Final Note: Don't Fear Fat

One day, someone convinced America that if they wanted to shed fat, they should eat low-fat foods. Things haven't been the same since. 

Let's clear the air: Certain fats are good for you! Fats offer health benefits for your brain, heart, and cholesterol, to name a few. 

Also, bear in mind that low-fat/fat-free foods often substitute in other less-than-desirable ingredients to fill in the gaps. Beware!

Step 2: Fitness

If nutrition is one half of the pie, fitness is the other. 

Don't get back on the treadmill just yet, though, because straight cardio isn't going to cut it.  

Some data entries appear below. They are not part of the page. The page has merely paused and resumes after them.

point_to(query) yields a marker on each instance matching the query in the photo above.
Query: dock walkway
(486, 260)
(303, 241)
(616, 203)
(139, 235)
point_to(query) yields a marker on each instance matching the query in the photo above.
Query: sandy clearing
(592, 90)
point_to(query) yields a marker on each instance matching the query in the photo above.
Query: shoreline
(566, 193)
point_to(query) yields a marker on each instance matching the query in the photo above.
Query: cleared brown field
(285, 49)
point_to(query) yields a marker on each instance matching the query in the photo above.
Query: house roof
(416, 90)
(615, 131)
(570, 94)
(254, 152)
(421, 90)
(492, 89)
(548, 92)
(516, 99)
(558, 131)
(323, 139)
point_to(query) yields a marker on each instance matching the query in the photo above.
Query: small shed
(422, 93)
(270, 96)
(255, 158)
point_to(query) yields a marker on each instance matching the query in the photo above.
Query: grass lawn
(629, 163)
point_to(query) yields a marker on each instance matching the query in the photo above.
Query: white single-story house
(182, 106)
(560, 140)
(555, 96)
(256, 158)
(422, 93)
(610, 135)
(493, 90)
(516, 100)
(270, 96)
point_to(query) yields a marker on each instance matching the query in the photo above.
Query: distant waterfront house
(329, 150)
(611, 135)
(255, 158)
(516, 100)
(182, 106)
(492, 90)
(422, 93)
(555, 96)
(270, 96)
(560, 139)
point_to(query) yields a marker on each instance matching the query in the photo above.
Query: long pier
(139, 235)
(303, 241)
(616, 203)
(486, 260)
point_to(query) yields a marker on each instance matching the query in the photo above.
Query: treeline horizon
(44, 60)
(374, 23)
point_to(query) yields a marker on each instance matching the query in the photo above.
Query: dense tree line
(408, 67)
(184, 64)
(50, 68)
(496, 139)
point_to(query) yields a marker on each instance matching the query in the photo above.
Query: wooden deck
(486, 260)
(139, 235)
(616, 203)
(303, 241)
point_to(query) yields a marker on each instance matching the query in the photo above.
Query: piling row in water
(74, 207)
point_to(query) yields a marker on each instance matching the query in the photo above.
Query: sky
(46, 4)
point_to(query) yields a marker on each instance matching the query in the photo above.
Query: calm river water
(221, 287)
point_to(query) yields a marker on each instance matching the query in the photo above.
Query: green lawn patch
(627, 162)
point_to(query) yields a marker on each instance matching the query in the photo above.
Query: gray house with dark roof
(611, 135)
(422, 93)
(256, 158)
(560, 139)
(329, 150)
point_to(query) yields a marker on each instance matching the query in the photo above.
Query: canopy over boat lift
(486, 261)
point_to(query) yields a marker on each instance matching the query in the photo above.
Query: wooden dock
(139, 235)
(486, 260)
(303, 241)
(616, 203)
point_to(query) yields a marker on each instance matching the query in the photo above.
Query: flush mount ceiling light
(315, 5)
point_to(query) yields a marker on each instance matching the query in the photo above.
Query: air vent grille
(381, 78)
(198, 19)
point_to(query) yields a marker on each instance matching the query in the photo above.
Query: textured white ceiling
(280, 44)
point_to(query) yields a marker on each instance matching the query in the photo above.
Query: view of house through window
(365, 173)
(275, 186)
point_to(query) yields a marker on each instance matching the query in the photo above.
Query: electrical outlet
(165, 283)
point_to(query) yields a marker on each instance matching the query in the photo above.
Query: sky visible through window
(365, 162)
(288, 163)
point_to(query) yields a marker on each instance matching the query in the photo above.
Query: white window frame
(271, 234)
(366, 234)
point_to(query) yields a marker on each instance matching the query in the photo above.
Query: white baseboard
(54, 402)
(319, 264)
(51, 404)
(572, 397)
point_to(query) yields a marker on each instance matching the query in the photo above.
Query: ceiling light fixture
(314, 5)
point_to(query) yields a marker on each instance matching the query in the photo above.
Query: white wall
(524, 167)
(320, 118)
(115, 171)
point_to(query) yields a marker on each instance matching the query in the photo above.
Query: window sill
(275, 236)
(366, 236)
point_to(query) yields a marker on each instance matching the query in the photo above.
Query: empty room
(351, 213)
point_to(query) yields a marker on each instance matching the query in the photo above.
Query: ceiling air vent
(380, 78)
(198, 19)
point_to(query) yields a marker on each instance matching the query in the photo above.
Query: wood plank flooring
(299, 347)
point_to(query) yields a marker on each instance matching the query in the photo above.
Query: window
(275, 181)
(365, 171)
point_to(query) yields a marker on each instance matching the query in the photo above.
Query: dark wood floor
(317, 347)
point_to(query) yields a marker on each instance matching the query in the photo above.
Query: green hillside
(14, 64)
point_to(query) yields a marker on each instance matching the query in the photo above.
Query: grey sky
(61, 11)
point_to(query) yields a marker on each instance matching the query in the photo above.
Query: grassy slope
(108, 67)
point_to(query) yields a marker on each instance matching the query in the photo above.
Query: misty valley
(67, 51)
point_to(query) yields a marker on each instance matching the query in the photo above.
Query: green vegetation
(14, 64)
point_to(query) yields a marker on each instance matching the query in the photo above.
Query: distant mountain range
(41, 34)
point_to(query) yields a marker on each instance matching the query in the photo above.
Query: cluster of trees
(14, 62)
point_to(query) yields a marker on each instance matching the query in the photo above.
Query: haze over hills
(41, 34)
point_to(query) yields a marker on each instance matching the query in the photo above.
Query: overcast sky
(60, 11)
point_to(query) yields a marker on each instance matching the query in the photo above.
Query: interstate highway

Yes, cardio will burn calories, but here's the thing. With cardio, you only burn calories while you're training. It doesn't do much to help you avoid gaining body fat once you step off the treadmill. You know what does? 

Strength training.

woman training with dumbbells

You probably already know that muscle burns more calories than fat. So, the more muscle you have, the more calories your body will burn — even at rest. 

This is a big difference between cardio and strength training. Strength training gets your body to burn more calories even when you aren't exercising, which means you'll lean out. 

The goal, then, is to build muscle, which happens through strength training.

Cardio is Still Good for You

None of this is to say that cardio doesn't offer any benefits. It does wonders for your heart and lungs. The point, though, is this: If you want the best of both worlds, you need to get a little strength training mixed with a little cardio. 

For many people, this equates to HIIT — high-intensity interval training. For others, it might be a grueling squat session followed by 20 minutes on the rower. There are many ways to go about it. Just be sure to combine a bit of both, and you're likelier to see results. And importantly, choose something you enjoy that makes you feel good, because that's the workout plan that you're likeliest to stick to.